Chatbots — A fancy communication tool? Or an integral member of your customer service team?

Original article was published on Artificial Intelligence on Medium

Chatbots — A fancy communication tool? Or an integral member of your customer service team?

Why chatbots fail — and how to leverage them even on a modest budget.


2017 was the year of the chatbot. So was 2018.

But fast forward to 2020, many chatbots have emerged — but only a few remain relevant today. The Next Web proclaimed the death of chatbots. Others are questioning the wisdom of investing heavily in chatbots, when their purposes seldom fulfill customer satisfaction.

The allure of chatbots is obvious. Cheap, instantaneous, around-the-clock customer service. Automated replies to frequently asked questions, freeing up their human counterparts to tackle the complicated issues. While still retaining the ‘human touch’ of speaking to a customer service officer. What’s not to like?

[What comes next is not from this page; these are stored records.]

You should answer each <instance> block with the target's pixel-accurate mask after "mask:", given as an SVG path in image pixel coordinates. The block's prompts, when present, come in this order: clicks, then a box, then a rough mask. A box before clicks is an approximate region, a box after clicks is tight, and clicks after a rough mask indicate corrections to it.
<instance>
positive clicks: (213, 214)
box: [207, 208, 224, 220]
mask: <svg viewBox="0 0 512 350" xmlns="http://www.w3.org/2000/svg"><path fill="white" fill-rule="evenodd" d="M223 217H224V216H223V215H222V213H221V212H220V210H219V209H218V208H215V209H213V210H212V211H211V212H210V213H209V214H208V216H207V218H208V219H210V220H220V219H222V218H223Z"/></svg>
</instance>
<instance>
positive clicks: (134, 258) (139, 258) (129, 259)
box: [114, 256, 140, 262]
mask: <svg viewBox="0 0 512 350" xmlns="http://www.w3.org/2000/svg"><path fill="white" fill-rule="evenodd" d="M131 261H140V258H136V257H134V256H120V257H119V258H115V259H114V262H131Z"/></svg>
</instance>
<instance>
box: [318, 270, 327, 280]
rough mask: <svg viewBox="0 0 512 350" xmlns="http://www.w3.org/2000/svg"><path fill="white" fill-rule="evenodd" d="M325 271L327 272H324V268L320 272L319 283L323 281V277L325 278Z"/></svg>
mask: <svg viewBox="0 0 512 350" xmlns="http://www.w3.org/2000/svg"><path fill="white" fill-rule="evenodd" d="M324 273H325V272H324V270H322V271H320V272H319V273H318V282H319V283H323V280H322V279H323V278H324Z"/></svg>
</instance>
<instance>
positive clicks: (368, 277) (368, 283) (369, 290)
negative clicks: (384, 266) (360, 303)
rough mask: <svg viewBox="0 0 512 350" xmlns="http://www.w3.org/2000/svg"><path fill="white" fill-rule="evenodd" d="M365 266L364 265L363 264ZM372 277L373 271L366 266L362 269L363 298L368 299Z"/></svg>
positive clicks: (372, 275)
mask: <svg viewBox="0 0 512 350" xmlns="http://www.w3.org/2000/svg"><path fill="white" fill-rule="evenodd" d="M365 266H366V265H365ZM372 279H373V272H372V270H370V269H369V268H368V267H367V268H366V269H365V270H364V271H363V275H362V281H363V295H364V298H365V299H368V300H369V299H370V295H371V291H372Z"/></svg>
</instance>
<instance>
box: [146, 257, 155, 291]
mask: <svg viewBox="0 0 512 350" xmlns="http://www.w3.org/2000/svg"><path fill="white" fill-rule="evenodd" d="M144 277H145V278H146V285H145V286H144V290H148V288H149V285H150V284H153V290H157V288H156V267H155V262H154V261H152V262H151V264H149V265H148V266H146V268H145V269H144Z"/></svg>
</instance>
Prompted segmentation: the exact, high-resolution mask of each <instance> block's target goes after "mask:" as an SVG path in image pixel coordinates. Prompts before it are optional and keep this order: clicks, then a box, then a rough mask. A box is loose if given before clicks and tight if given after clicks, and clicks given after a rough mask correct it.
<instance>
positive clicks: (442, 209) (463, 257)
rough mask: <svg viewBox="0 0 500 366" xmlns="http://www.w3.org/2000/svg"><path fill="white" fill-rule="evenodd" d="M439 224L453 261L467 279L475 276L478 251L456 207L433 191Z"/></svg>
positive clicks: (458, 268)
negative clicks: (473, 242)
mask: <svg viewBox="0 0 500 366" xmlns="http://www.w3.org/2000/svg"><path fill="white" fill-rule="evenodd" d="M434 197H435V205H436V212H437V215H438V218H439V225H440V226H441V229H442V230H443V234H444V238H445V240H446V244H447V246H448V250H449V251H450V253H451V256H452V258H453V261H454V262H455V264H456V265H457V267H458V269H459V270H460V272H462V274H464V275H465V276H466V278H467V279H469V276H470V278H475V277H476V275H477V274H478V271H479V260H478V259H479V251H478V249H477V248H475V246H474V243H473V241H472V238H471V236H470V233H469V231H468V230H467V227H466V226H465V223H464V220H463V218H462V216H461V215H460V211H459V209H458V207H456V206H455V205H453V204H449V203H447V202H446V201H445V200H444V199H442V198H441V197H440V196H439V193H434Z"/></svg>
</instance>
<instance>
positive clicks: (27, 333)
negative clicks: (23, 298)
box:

Chatbots — like any tool or software ­– are only as effective as the ones who wield them.

One common pitfall is that chatbots are dependent on language recognition patterns — which are highly dependent on the following technologies to make their conversations more human-like:

  • machine learning (ML),
  • deep learning (DL), and
  • Natural Language Processing (NLP)

Given that the above technologies are expensive, and combined with the fact that most companies are in a rush to launch their next chatbot, it becomes obvious why most chatbots swiftly become obsolete. These chatbots don’t respond well to customers’ input, show the clunky workings of a badly designed user experience, and worse still, drive customers up the wall with their stone-faced replies.

A chatbot’s effectiveness depends on how well the company understands their customers’ pain points.

And in turn, how focused the chatbot’s functions should be. If not done well, the chatbot stands a high risk of being implemented poorly — and becoming irrelevant.

Rather than having an ambitious plan of having a chatbot that can replace a human employee, the key is to make the chatbot a specialised tool for providing quick solutions to simple problems commonly encountered by customers.

By constraining the roles of the chatbots, it’s also easier to pare down on the third-party services and APIs the chatbot needs, which cuts down on unnecessary costs for maintaining the chatbot.

In the meantime, as advances to conversational AI continues slow (but steady), chatbots can still contribute to businesses in the following ways:

  • 24-hour services for simple and easy-to-automate queries, eg. checking order status
  • 24-hour service for simple and easy-to-automate functions, eg. updating scheduled appointments
  • Answers to Frequently Asked Questions (FAQs)

Even as the chatbots’ functions are narrowed to a specialised range, they can still provide value by helping to streamline customer support and improve user retention, especially when a customer service officer is not instantly available.

Internally, conversational AI can also be used to co-automate internal business tasks to allow staff to be more productive such as scheduling meetings, assisting sales processes and handling legal documentation.

And before you forget, take a closer look at what your chatbot is saying.

Even as chatbots seem like purely technical tools, your chatbot’s main medium of communication is still words.

(This applies even if you are using ML, DL and NLP to help your chatbot respond as humanly as possible.)

Does it have personality? Is it chatty — but not too chatty? Or does it sound like an instruction manual broken up into speech bubbles? While designing a chatbot’s conversational flow, it is important to consider the context. A bubbly, slangy tone might be great for a lifestyle brand, but maybe not so much for instance, a FinTech startup (though of course, it also depends on your brand image).

On a practical level, it also makes better sense to create structures — such as prompts and buttons — to direct the conversation so that users can ask the right questions, and the chatbot can answer them. This would also minimise instances where the AI encounters difficulties in understanding nuances in human language — and create hiccups in the user experience.

Despite claims of the chatbot’s demise, chatbots still have an integral role to play.

Both as a means to automate conversion of leads and prospects, and to help answer common queries with a human touch. This is especially so in a pandemic, where call centres are emptying for lockdown or social distancing, and people need more answers than ever before.

In future, with further advances in ML, chatbots may one day help us conduct market research and predict future trends. Or tell us the answers even before we ask them. But for now, chatbots will do what they can.